Le package proposé au Sud n’était jusqu’à présent pas harmonieux. Il est nécessaire de calculer les conséquences de nos choix dans une optique de long terme. Avec les évènements en cours dans le monde arabe, l’Union européenne ne peut faire l’impasse sur une redéfinition précise et concertée de ses intérêts dans la région tout en développant une meilleure compréhension des situations de nos voisins méditerranéens. L’UE doit donc prendre son temps pour repenser entièrement sa politique de voisinage, afin de l’adapter à son voisinage sud.
En outre, le développement de la bureaucratie n’a jamais été une réponse adaptée. Il est nécessaire de repenser la bureaucratie et les représentations de l’UE dans le monde arabe – et le reste du monde – en termes de qualité et non de quantité.
Par ailleurs, l’action du Parlement européen et des parlement nationaux dans la politique étrangère devrait être promue afin d’éviter de reproduire les dérives du passé.
Enfin, comme nous l’avons constaté, l’UPM est très peu populaire dans le monde arabe. Elle est aujourd’hui moribonde et n’a jamais permis d’atteindre les objectifs formulés. Une solution proposée serait de relancer le dialogue euro-arabe.
Aide au processus de transition démocratique
La période de transition est capitale. C’est aujourd’hui que se forgent les racines des régimes démocratiques de demain. Les délais impartis semblent néanmoins beaucoup trop courts pour qu’un réel débat démocratique ait lieu. La démocratie sans le pluralisme n’ayant pas de valeur, il faut cesser de présenter les élections comme un but en soi. Il est essentiel de permettre préalablement à toutes les voix de se faire entendre.

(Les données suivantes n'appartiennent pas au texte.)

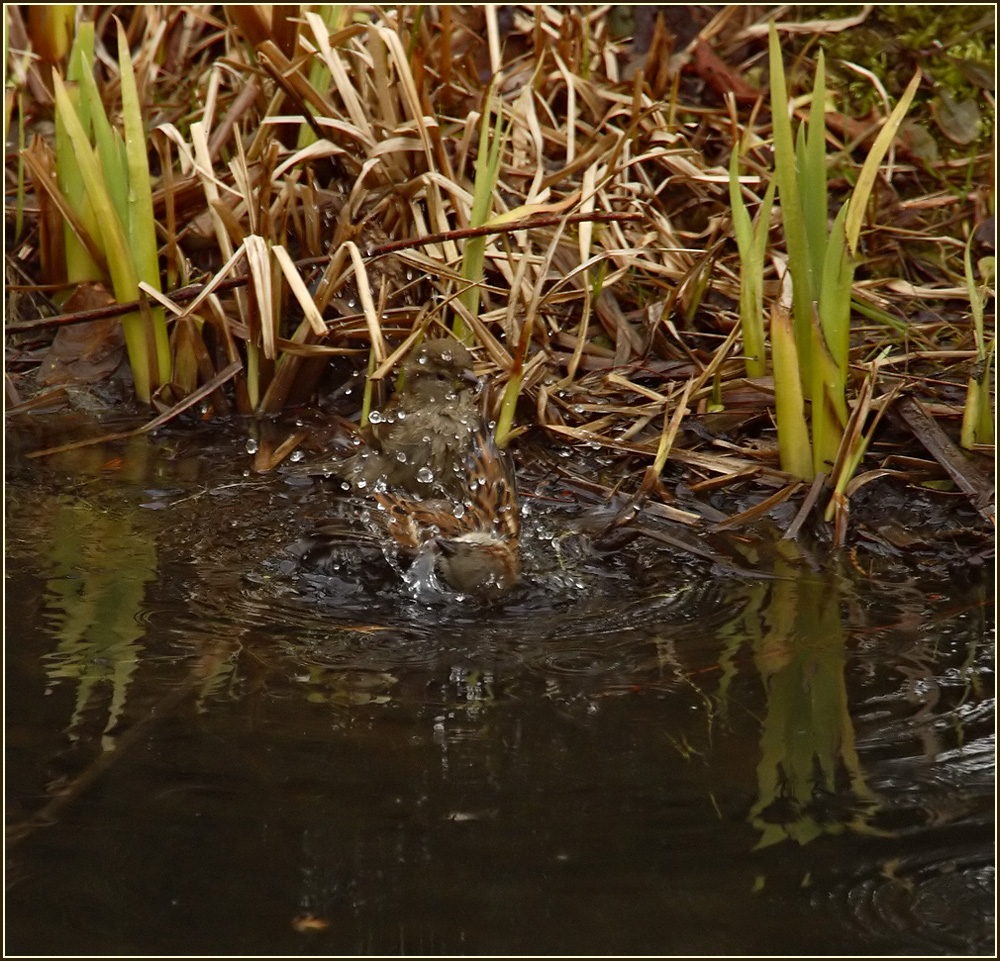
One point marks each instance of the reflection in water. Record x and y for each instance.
(99, 565)
(807, 736)
(267, 762)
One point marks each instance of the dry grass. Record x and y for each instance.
(315, 179)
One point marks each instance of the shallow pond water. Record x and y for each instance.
(213, 752)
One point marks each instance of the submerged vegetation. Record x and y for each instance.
(255, 206)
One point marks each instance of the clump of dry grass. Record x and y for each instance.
(316, 172)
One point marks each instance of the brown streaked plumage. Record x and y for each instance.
(442, 489)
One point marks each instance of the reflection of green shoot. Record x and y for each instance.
(977, 418)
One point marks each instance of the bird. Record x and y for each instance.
(439, 490)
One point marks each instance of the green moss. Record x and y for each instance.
(955, 46)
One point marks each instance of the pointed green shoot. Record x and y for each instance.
(793, 433)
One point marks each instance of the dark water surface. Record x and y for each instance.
(210, 752)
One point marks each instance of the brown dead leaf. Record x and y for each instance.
(85, 353)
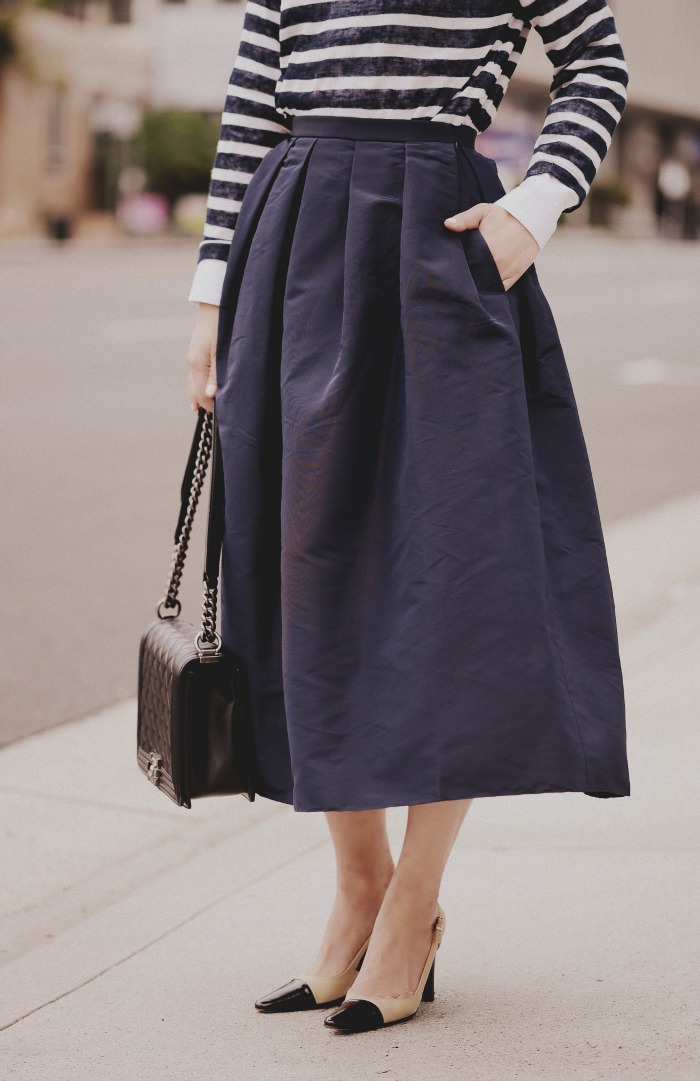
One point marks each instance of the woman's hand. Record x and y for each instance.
(201, 359)
(512, 245)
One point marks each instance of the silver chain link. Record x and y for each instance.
(170, 606)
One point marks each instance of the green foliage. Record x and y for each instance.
(177, 149)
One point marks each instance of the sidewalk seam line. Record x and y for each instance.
(153, 942)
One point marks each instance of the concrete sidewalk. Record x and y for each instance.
(136, 935)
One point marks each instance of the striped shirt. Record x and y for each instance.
(444, 61)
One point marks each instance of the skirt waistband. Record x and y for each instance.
(385, 129)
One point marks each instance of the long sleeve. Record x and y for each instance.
(588, 96)
(251, 125)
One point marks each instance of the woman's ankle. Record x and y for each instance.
(364, 884)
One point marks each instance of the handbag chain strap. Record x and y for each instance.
(204, 441)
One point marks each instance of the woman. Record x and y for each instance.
(414, 569)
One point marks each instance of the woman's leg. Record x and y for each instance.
(364, 866)
(403, 929)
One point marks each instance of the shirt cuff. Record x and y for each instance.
(207, 283)
(537, 203)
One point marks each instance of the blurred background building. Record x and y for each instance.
(105, 101)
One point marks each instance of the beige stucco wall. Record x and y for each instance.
(66, 65)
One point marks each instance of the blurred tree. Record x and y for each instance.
(176, 149)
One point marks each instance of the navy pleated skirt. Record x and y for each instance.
(414, 570)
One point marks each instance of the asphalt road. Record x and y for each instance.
(96, 428)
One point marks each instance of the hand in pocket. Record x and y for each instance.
(512, 247)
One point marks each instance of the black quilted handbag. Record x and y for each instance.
(193, 730)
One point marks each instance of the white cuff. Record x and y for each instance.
(207, 283)
(537, 203)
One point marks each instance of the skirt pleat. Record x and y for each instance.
(413, 568)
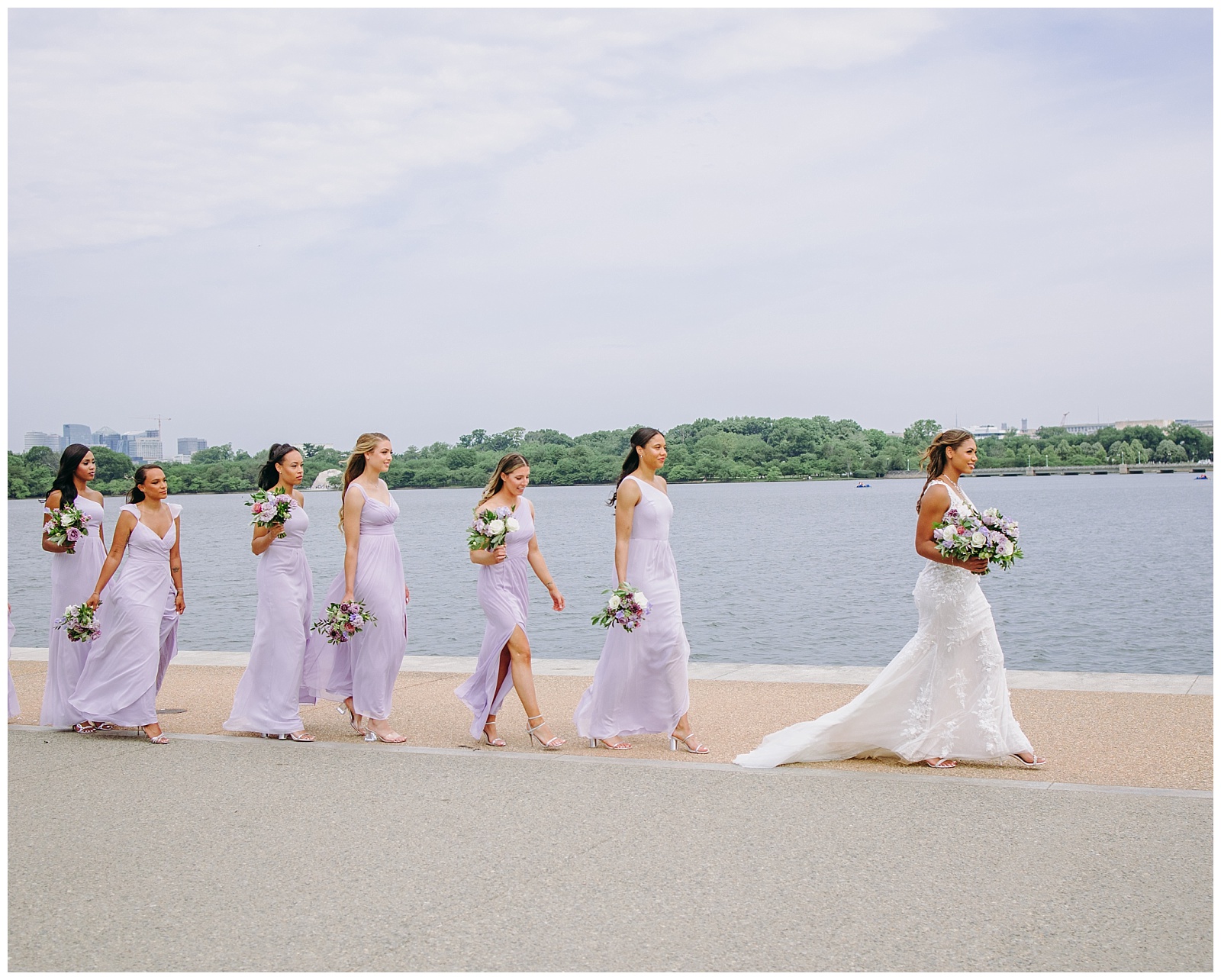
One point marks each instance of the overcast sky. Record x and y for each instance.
(302, 225)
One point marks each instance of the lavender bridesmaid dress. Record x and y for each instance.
(366, 666)
(640, 685)
(126, 665)
(272, 688)
(72, 581)
(504, 597)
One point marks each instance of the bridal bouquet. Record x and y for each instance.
(627, 608)
(965, 534)
(343, 621)
(491, 528)
(66, 527)
(79, 621)
(266, 508)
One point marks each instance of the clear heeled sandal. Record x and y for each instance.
(556, 741)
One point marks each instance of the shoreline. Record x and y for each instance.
(897, 474)
(1120, 738)
(778, 673)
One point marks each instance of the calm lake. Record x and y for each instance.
(1117, 575)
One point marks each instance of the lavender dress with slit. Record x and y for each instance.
(125, 669)
(272, 691)
(640, 685)
(72, 581)
(366, 666)
(504, 595)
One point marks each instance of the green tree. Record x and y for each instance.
(921, 433)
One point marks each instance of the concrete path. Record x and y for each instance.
(217, 853)
(781, 673)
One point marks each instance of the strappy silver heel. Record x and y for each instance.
(620, 747)
(700, 748)
(555, 743)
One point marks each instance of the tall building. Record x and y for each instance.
(77, 434)
(108, 437)
(42, 439)
(144, 447)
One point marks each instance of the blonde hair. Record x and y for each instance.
(508, 463)
(356, 465)
(933, 459)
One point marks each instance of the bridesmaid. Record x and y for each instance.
(72, 577)
(504, 593)
(640, 685)
(362, 672)
(121, 677)
(272, 691)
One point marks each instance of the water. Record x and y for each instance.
(1117, 575)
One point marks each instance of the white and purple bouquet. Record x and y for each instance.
(269, 508)
(79, 624)
(490, 528)
(627, 608)
(343, 621)
(66, 527)
(966, 534)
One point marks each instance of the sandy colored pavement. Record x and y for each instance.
(1099, 738)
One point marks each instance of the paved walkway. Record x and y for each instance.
(219, 853)
(799, 673)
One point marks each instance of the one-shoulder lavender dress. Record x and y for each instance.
(272, 691)
(504, 595)
(366, 666)
(127, 664)
(72, 581)
(640, 685)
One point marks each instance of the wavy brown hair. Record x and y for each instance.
(356, 465)
(933, 459)
(508, 463)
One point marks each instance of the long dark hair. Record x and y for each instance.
(356, 466)
(632, 463)
(65, 480)
(136, 494)
(934, 456)
(269, 475)
(508, 463)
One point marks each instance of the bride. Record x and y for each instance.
(944, 697)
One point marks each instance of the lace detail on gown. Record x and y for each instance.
(944, 695)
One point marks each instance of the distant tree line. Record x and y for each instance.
(730, 450)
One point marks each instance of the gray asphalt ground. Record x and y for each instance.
(242, 854)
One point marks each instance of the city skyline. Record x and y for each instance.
(980, 428)
(278, 221)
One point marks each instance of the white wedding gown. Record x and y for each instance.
(944, 697)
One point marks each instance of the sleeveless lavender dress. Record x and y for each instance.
(640, 685)
(126, 666)
(504, 595)
(72, 581)
(272, 688)
(366, 666)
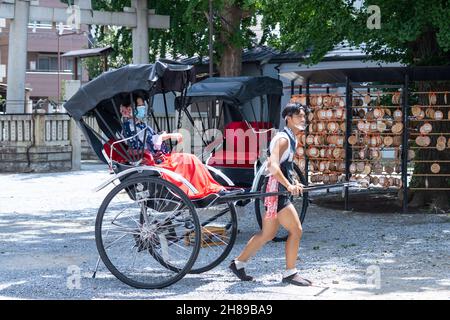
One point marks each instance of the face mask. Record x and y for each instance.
(140, 112)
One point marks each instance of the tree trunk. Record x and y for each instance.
(231, 57)
(426, 52)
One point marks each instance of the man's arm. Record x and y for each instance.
(273, 166)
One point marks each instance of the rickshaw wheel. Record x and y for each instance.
(145, 215)
(298, 201)
(219, 231)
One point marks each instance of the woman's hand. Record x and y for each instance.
(295, 189)
(178, 137)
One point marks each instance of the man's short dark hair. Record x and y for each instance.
(292, 108)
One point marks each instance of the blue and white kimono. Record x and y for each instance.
(153, 140)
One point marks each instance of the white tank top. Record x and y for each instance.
(288, 154)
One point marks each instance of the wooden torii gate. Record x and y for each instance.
(138, 17)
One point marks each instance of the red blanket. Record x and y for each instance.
(191, 168)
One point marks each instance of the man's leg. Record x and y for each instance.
(288, 218)
(268, 232)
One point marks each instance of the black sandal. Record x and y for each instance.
(297, 280)
(240, 273)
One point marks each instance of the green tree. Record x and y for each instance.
(415, 32)
(188, 34)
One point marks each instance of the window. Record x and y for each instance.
(48, 63)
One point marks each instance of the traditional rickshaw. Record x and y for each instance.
(247, 112)
(149, 233)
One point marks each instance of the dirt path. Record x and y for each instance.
(47, 224)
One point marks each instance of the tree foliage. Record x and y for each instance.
(415, 32)
(188, 34)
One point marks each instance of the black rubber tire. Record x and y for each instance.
(259, 211)
(227, 249)
(218, 260)
(98, 233)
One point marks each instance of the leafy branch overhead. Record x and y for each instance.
(413, 32)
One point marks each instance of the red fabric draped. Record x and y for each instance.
(186, 165)
(191, 168)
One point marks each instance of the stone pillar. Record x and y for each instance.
(17, 57)
(140, 33)
(75, 141)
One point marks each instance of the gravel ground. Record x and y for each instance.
(47, 229)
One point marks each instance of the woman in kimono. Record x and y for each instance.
(187, 165)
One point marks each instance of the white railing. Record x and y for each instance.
(38, 129)
(16, 129)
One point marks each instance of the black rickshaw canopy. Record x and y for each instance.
(154, 78)
(237, 90)
(103, 96)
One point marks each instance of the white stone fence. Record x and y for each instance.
(39, 143)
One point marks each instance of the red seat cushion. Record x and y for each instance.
(242, 144)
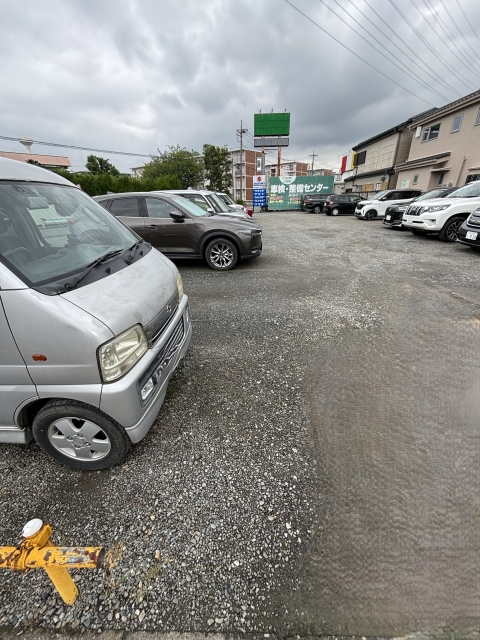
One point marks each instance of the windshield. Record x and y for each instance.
(217, 205)
(50, 231)
(377, 196)
(471, 190)
(190, 206)
(435, 193)
(225, 198)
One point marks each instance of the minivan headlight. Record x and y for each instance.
(435, 207)
(180, 287)
(118, 356)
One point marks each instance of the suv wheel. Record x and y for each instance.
(79, 436)
(221, 254)
(449, 233)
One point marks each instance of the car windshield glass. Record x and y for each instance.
(471, 190)
(49, 231)
(217, 205)
(226, 198)
(377, 196)
(190, 206)
(435, 193)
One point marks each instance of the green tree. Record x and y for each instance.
(218, 167)
(97, 165)
(186, 165)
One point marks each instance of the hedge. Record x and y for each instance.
(99, 184)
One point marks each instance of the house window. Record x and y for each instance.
(431, 133)
(472, 177)
(457, 123)
(359, 158)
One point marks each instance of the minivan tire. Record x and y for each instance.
(449, 232)
(85, 425)
(221, 254)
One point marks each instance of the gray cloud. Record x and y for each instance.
(137, 75)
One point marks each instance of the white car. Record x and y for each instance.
(443, 215)
(377, 204)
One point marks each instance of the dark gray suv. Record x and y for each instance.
(180, 229)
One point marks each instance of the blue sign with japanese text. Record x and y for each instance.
(286, 192)
(259, 197)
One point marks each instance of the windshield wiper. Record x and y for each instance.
(71, 285)
(131, 255)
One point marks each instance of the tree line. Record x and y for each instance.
(175, 168)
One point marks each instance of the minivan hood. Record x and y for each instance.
(134, 295)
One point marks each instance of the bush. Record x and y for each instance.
(99, 184)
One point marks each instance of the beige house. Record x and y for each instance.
(374, 160)
(445, 147)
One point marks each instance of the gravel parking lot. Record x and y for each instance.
(314, 469)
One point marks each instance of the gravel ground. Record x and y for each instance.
(209, 519)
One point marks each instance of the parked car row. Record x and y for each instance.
(452, 213)
(181, 225)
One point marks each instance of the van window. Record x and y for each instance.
(158, 208)
(127, 207)
(48, 232)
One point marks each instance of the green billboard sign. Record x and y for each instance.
(286, 192)
(271, 124)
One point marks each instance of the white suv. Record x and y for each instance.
(443, 215)
(377, 204)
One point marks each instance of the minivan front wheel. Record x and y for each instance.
(79, 435)
(221, 254)
(449, 233)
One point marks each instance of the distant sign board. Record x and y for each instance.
(271, 124)
(271, 141)
(286, 192)
(259, 185)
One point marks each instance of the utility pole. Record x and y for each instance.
(240, 133)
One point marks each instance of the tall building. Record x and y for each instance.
(244, 167)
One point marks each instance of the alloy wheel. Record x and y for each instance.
(79, 438)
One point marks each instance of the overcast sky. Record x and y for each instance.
(137, 75)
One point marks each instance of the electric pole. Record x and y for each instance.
(240, 133)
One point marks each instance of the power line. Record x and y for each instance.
(467, 84)
(450, 37)
(408, 73)
(69, 146)
(432, 75)
(462, 35)
(357, 56)
(467, 20)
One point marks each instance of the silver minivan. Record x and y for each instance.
(93, 322)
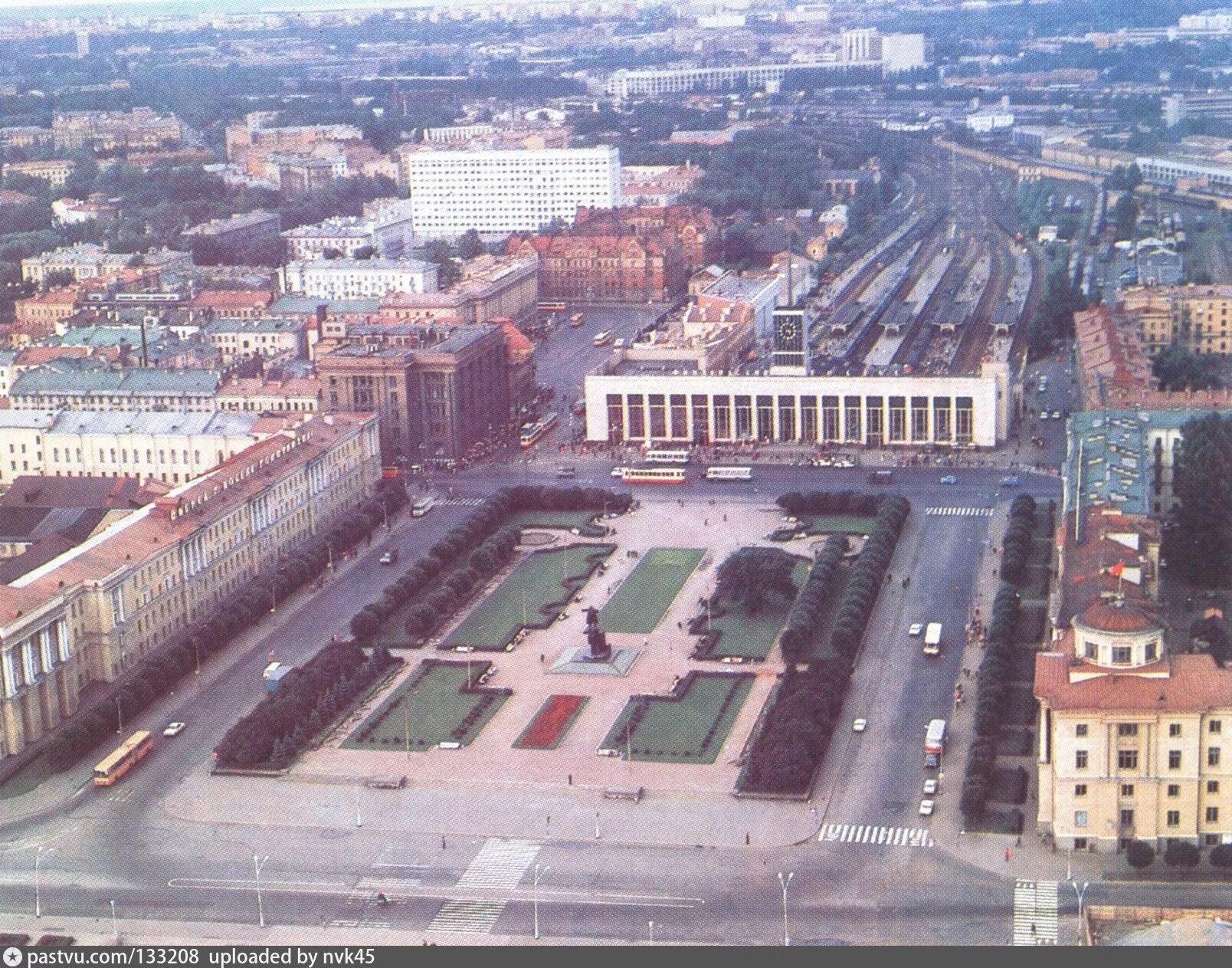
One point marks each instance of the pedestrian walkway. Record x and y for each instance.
(1035, 913)
(500, 864)
(467, 917)
(875, 836)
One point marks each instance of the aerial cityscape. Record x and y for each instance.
(539, 473)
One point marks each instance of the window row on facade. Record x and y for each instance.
(864, 419)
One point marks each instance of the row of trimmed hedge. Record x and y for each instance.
(808, 612)
(158, 674)
(992, 688)
(443, 579)
(796, 731)
(308, 700)
(1018, 540)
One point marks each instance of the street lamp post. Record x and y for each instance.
(784, 881)
(257, 864)
(38, 895)
(539, 873)
(1081, 893)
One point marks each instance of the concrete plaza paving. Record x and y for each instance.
(492, 788)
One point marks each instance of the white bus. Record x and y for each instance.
(654, 475)
(729, 474)
(667, 457)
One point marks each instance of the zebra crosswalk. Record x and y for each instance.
(1035, 913)
(958, 512)
(876, 836)
(467, 917)
(500, 865)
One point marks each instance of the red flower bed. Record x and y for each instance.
(551, 722)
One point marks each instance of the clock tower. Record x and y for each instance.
(790, 352)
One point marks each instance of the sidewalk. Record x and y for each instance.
(999, 854)
(133, 933)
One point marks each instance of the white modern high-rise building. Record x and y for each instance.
(500, 192)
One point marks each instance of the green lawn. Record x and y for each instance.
(752, 637)
(839, 524)
(686, 730)
(650, 589)
(532, 596)
(429, 707)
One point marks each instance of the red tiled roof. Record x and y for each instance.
(1191, 684)
(1116, 615)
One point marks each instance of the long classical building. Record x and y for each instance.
(356, 279)
(172, 448)
(500, 192)
(634, 397)
(439, 390)
(97, 611)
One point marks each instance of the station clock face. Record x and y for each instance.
(788, 333)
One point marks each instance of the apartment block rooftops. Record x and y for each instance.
(116, 382)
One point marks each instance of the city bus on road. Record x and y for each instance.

L’UE et ses Etats membres doivent se focaliser sur deux choses pour l’instant : écouter et s’informer d’une part, et aider au développement d’outils permettant la mise en place d’espaces de débat de l’autre. Deux attitudes de l’Europe mettent cela en danger :
- la tendance à vouloir sécuriser dès maintenant ses relations économiques et commerciales avec ces pays ;
- la tentation de dicter les règles du jeu démocratique, afin d’en exclure les forces qui ne correspondent pas à ses attentes.
Malgré ses craintes de l’Islam politique et des impacts de ces révoltes sur la stabilité de la région, l’UE se doit d’accepter les incertitudes causées par cette phase de transition dans le monde arabe. Il n’est donc pas question de soutenir un parti ou l’autre, mais bien de sécuriser les conditions d’une bonne transition dans la région. L’UE se doit de juger correctement les limites de son intervention afin de ne pas être accusée d’ingérence.
De plus, la communauté internationale doit se souvenir que les instances au pouvoir ne sont pas encore des instances élues. Négocier l’avenir de nos relations avec ces dernières revient à ne pas prendre en considération la voix des peuples. La question de la dette a par exemple déjà été évoquée par le gouvernement tunisien assurant la transition. Mais certains rappellent qu’une grande partie de cette dette est odieuse, et n’a donc jamais profité au peuple tunisien. Autre exemple : en Tunisie, un congrès est prévu à Carthage entre le gouvernement de transition et des représentants de la communauté internationale. Ceux qui s’y rendront risquent d’être mal considérés par ceux qui ont mené la révolution.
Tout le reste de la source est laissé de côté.